Tuesday, November 27, 2007

When the Levees Broke...














Zep's a good band, aren't they?

Many of my favorite songs by Led Zeppelin are off their forth album. You know, the vinyl/CD that have a few little known, obscure songs like Stairway to Heaven, Rock and Roll, Misty Mountain Hop... OK, every song on this album is a classic rock hit. The best of the bunch (outside of Stairway, my all time favorite song) would have to be When the Levee Breaks.

The song is a sonic masterpiece. The first thing that you hear is an echoing drum and top hat beat (played by John Bonham, the drummer). After a quick few seconds, the song breaks into full force with mega-heavy riffs by Jimmy Page (the guitarist) and a crazily haunting harmonica melody by Robert Plant (the high pitched singer). The harmonica in this song is interesting; the sounds made seem almost like echoing train whistles, almost like a fleet of locomotives going north. The verses are sung in the old fashioned Blues style (A-A-B), and seem to be about a levee. (Apparently, its in danger of breaking.)

As the song sludges on, the guitar and harmonica get even more intense, almost epic sounding. Drums fill in the areas that are not covered by the whirlwind of noise, along with giving a strong back beat to the fiery guitar (and harmonica) solos and the pleading, biting vocals. Everything seems ghostly, almost. Things pick up again near the end, with a big drum roll by Bonham -- and then things get strange. The sound itself starts swirling around, as if in some gigantic blender. Finally, once you had all you can possibly take, the song plops you out into an almost electronic sounding finish. And then you can finally breathe a sigh of relief.
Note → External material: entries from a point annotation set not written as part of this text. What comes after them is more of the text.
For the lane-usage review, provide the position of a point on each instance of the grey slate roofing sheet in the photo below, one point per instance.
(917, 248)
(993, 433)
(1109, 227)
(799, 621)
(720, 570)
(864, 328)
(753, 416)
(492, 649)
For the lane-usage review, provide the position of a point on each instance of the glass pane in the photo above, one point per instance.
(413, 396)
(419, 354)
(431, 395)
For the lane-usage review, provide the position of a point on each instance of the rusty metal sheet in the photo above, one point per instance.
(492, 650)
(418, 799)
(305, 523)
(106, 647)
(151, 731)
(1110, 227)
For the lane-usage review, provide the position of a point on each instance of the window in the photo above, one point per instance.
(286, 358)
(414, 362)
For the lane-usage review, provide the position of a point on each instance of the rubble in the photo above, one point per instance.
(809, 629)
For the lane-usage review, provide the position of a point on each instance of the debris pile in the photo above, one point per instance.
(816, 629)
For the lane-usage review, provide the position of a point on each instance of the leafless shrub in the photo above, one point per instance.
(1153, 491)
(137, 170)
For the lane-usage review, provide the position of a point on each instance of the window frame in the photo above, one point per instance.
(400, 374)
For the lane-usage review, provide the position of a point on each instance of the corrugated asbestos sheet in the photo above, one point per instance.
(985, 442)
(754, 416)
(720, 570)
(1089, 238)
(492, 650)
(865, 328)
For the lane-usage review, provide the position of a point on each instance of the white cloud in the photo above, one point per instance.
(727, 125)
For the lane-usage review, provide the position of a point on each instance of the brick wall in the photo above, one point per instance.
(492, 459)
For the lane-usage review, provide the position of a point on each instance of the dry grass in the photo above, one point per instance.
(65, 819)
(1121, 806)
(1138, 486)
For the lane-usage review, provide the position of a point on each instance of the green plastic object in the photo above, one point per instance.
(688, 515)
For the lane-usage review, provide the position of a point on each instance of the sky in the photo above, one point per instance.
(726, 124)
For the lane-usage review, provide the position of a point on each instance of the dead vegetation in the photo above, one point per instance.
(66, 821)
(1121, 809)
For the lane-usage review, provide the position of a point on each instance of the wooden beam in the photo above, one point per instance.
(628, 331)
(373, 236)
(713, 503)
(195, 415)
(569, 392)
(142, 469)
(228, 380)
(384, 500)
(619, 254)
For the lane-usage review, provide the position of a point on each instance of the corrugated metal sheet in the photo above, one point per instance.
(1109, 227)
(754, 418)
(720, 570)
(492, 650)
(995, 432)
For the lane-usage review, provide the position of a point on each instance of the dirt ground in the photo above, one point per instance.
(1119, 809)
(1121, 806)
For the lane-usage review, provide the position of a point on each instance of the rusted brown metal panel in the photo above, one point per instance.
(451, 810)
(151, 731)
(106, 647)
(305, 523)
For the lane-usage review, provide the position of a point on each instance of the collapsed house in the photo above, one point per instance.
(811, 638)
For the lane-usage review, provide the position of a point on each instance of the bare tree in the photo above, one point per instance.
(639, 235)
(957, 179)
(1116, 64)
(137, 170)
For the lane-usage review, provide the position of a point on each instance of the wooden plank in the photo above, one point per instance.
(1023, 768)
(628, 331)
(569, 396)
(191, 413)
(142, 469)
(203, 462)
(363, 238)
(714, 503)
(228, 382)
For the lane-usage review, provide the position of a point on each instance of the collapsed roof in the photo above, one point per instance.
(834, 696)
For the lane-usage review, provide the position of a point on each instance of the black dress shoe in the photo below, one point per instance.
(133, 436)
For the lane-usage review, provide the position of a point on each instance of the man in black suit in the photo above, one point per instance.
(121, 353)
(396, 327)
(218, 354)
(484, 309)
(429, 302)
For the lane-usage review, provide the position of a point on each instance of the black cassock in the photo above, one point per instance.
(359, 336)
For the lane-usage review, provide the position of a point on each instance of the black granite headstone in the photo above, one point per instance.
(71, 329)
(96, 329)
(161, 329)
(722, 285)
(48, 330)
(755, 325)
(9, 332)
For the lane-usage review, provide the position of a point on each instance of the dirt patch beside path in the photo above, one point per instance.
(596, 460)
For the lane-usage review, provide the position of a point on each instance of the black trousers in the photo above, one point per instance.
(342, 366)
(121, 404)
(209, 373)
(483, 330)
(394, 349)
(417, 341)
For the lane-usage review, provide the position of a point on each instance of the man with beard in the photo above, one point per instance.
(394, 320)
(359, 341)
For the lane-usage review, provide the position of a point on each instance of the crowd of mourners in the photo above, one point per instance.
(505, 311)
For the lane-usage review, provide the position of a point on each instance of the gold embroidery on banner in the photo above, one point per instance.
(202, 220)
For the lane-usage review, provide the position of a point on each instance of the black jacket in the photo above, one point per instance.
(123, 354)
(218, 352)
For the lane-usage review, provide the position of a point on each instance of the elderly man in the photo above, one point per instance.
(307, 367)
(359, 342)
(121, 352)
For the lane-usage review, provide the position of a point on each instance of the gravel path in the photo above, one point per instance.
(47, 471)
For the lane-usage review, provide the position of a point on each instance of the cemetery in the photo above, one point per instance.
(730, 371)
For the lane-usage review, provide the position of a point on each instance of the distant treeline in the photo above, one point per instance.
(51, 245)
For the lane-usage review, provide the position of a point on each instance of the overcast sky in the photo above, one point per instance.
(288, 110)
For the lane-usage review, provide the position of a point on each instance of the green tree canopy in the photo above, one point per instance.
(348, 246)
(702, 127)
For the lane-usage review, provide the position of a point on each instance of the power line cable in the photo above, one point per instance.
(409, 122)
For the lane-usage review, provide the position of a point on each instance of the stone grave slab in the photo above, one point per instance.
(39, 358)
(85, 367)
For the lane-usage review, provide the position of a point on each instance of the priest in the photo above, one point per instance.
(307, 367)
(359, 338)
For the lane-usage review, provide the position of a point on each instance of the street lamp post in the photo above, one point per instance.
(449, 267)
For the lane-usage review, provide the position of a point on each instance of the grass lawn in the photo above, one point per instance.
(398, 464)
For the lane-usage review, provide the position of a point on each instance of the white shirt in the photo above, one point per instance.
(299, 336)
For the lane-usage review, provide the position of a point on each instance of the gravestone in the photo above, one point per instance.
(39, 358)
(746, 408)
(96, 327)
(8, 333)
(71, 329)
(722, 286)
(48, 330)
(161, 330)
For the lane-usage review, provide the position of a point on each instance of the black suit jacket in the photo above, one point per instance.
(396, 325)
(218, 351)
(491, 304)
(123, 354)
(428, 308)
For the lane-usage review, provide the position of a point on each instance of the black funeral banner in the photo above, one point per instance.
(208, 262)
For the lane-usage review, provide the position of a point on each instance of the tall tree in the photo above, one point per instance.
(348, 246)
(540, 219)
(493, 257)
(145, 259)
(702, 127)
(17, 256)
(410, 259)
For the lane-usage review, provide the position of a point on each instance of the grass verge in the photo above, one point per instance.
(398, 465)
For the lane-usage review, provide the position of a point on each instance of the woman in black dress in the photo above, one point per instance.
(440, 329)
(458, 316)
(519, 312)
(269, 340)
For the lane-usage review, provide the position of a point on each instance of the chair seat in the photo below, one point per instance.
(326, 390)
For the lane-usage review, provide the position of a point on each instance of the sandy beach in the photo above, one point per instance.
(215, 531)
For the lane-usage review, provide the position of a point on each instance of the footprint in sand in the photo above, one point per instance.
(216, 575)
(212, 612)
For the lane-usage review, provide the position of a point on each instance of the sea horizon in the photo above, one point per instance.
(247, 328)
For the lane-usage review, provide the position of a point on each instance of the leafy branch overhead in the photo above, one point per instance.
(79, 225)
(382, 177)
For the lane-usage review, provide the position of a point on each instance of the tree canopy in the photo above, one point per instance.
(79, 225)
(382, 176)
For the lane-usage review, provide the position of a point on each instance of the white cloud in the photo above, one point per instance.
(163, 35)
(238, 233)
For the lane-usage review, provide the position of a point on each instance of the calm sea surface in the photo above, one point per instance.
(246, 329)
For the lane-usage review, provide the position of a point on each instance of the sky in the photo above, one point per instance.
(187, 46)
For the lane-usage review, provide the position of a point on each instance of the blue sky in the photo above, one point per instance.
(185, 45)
So what does this song have to do with a place? Well, surprisingly a lot; this is actually a cover of a Memphis Minnie song about the Great Mississippi Flood of 1927. According to National Geographic, they had a lot of rain down in the Mississippi delta that year (like TEN TIMES as is usual annually!) Anyways, the article states that the U.S. Army Corps of Engineers built many levees to hold back back the river back then, and the Corps stood by their work, thinking that it would be enough to hold back the river. Unfortunately, they weren't enough to hold back the massive amounts of fluid that would come by that year. After the levees were razed, the Corps forced the local Blacks to rebuild the engineers shattered failures, many of them at gunpoint. This is the place and event that the song is about.

Zeppelins interpretation of Minnie's blues number seems to evoke the chaos of the flood. The music sounds crazy, chaotic and hard, much like the storms and rushing water (and slave camp like conditions for the workers) really were. The lyrics in the non blues sounding verses deal with getting out of the place, and these lyrics are more pleading, frenzied than the relatively quieter bluesy sections. It's quite a hellish place that the music takes you to.

Anyways, the reason I probably like this song so much is the hard blues rock feel that it has with it (as well as its epic sounding qualities, as I mentioned above). The music states it's emotion and purpose well, and in my humble opinion, is probably one of the deeper and more gripping Zeppelin songs. (Of course, most Zep songs are about how great women and Hobbits are, in all fairness.) For me at least, it is a great pleasure to listen too.

EDIT: Just in case you wanted to listen to the song itself... The music is set to pictures of the devastation that Katrina left behind, and I think the combination is very moving. This song really took a whole new meaning two years ago.